The group was founded in 2002 but initially did not aim to violently overthrow the government. Under its then-leader Mohammed Yusuf, the group criticized the Islamic elite for participating in what it said was a westernized "colonial government" and advocated a withdrawal to form a state based on strict Islamic law known as Shariah.
This changed in 2009 when police clamped down on the group’s collective refusal to observe a law making motorcycle helmets mandatory, according to a study published in the Journal Of Humanities And Social Science.
This led to riots across the region and a bloodbath in which more than 800 people died in one week, according to the study. Yusuf himself was captured and shot dead in police custody.
The incident was captured on cellphone and went viral online, giving the movement an organic thrust no speech or rally could hope to achieve.
Boko Haram went on a killing spree over the next year targeting government officials, security agents and religious leaders. This morphed into the large-scale indiscriminate mass murders seen in recent years.
The group is now under the control of leader Abubakar Shekau.
The State Department has since classified Boko Haram as a terrorist organization, citing its alleged links to al Qaeda and stating it had been "conducting an ongoing and brutal campaign against Nigerian military, government, and civilian targets."

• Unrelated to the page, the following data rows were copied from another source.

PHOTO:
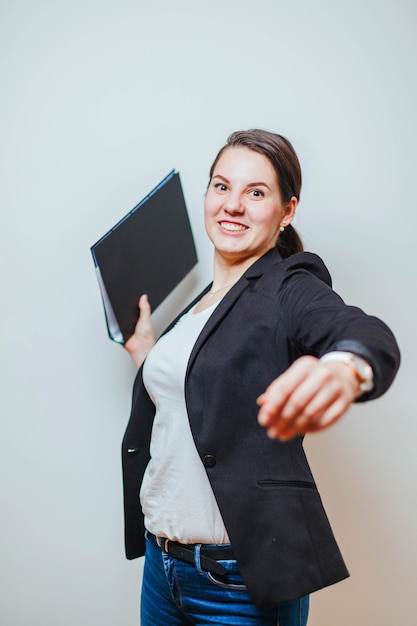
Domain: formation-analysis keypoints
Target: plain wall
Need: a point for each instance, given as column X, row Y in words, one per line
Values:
column 100, row 100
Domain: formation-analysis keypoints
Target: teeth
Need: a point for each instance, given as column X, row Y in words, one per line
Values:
column 234, row 227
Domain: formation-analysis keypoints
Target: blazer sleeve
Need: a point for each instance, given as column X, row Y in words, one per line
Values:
column 318, row 321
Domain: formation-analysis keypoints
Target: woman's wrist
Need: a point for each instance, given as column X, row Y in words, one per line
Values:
column 360, row 368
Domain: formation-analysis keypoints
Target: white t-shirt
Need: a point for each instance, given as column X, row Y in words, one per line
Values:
column 176, row 495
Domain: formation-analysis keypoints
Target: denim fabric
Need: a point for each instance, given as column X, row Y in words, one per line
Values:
column 176, row 593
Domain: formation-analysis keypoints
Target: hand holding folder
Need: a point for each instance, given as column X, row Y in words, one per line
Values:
column 149, row 251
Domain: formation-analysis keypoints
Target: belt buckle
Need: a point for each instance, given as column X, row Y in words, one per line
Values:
column 162, row 543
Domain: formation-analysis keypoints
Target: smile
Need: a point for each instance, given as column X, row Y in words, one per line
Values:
column 233, row 227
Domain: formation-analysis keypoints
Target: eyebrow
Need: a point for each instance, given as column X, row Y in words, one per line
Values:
column 254, row 184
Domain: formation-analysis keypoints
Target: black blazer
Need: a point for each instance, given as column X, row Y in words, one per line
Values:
column 278, row 311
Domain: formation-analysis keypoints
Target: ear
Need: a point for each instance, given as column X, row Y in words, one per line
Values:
column 289, row 211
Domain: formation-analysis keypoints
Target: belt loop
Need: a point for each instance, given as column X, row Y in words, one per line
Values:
column 197, row 558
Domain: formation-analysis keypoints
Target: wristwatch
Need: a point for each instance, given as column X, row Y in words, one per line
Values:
column 360, row 368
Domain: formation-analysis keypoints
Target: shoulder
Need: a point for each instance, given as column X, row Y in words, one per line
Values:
column 301, row 265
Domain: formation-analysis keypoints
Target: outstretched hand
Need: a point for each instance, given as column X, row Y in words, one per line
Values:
column 309, row 396
column 143, row 339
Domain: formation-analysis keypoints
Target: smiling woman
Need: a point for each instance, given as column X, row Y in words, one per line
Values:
column 218, row 492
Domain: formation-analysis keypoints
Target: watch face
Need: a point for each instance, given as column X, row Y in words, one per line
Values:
column 365, row 373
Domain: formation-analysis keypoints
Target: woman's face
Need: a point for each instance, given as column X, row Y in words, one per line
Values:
column 243, row 208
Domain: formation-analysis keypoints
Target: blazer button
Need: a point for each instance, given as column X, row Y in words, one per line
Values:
column 209, row 460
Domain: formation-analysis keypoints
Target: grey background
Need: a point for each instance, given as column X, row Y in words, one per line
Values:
column 99, row 101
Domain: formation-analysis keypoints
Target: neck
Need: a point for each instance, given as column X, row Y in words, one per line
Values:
column 226, row 273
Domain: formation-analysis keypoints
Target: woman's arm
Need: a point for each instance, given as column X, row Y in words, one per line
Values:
column 143, row 339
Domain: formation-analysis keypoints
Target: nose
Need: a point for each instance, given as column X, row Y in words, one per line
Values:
column 233, row 204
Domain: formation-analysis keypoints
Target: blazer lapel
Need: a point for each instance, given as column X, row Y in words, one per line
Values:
column 254, row 272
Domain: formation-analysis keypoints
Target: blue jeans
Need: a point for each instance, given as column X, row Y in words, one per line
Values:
column 176, row 593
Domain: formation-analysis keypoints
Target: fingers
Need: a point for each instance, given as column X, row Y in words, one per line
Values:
column 308, row 397
column 143, row 339
column 144, row 307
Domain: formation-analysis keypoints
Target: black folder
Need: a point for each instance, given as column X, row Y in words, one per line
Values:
column 149, row 251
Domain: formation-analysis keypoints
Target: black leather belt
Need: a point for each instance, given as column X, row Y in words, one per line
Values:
column 208, row 555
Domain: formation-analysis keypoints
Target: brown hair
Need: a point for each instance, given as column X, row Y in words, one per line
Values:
column 282, row 156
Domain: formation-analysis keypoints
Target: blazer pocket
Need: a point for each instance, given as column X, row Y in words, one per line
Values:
column 298, row 484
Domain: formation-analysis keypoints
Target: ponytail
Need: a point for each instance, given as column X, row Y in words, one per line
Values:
column 289, row 242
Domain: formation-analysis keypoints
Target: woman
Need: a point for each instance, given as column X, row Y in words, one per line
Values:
column 235, row 529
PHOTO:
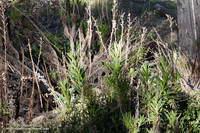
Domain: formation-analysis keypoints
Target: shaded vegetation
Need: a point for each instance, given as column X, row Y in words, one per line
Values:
column 85, row 67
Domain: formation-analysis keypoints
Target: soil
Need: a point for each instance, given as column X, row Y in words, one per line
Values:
column 21, row 103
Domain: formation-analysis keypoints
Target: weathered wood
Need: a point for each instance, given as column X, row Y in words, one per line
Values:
column 189, row 32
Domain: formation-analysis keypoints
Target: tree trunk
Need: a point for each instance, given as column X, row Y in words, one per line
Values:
column 189, row 33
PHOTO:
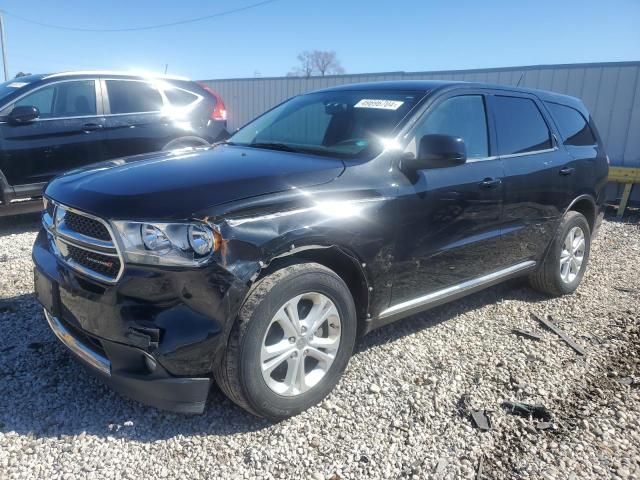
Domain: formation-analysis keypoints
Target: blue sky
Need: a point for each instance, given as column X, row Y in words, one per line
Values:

This was prompted in part by Boko Haram being blamed for a suicide car bombing at Abuja's United Nations building that killed 21 people in 2011.
But Campbell was skeptical about the extent Boko Haram should be treated as a terrorist organization and questioned the actual extent of its links to al Qaeda.
"To understand what's going on we have to understand what Boko Haram actually is, which is a grass-roots insurgency with many different strands," he said.
The "elephant in the living room," he said, is his belief that while most people in the north are against Boko Haram's violence, they support the implementation of Shariah courts and reject of the greed and corruption that has characterized the Nigerian government.
"People talk about links to al Qaeda, but they are chasing rabbits – this is deeply rooted in Nigeria, and fundamentally Nigerian in origin," Campbell said.
As undoubtedly brutal as Boko Haram have been, the role of the government and security forces should not be ignored.
Nigeria is rated one of the most corrupt countries in the world by most organizations, including Berlin-based monitor Transparency International.
President Jonathan drew heavy criticism for exacerbating the situation when he ran in, and won, the 2011 presidential election. This led to accusations that he violated a gentleman's agreement to alternate the leadership between the Muslim north and Christian south. He is expected to run again in 2015.
Nigeria's security forces are also culpable for inflaming the situation, according to Amnesty International.
Amnesty has documented what it says are widespread extra-judicial killings, murders, and executions by Nigeria's police and state troops.
"The scale of atrocities carried out by Boko Haram is truly shocking creating a climate of fear and insecurity," Amnesty's Africa Director Netsanet Belay said last month. "But this cannot be used to justify the brutality of the response that is clearly being meted out by the Nigerian security forces."
According to Campbell, most of Boko Haram's targets have been Muslims. The group regards the Islamic elite of the north as having sold out their religious values in favor of pocketing oil money from the south.
Many of these leaders pledged electoral allegiance to Jonathan in 2011 instead of a Muslim candidate. This perceived betrayal has fueled Boko Haram's drive to create an Islamic state.
But the scale of the group's support is largely a mystery due to the Nigerian government imposing strict controls on the media. Reports of incidents are often scant or non-existent.
"We are all profoundly ignorant," Campbell said. "Where is Boko Haram headed and how will this campaign end? That's the $64 million question."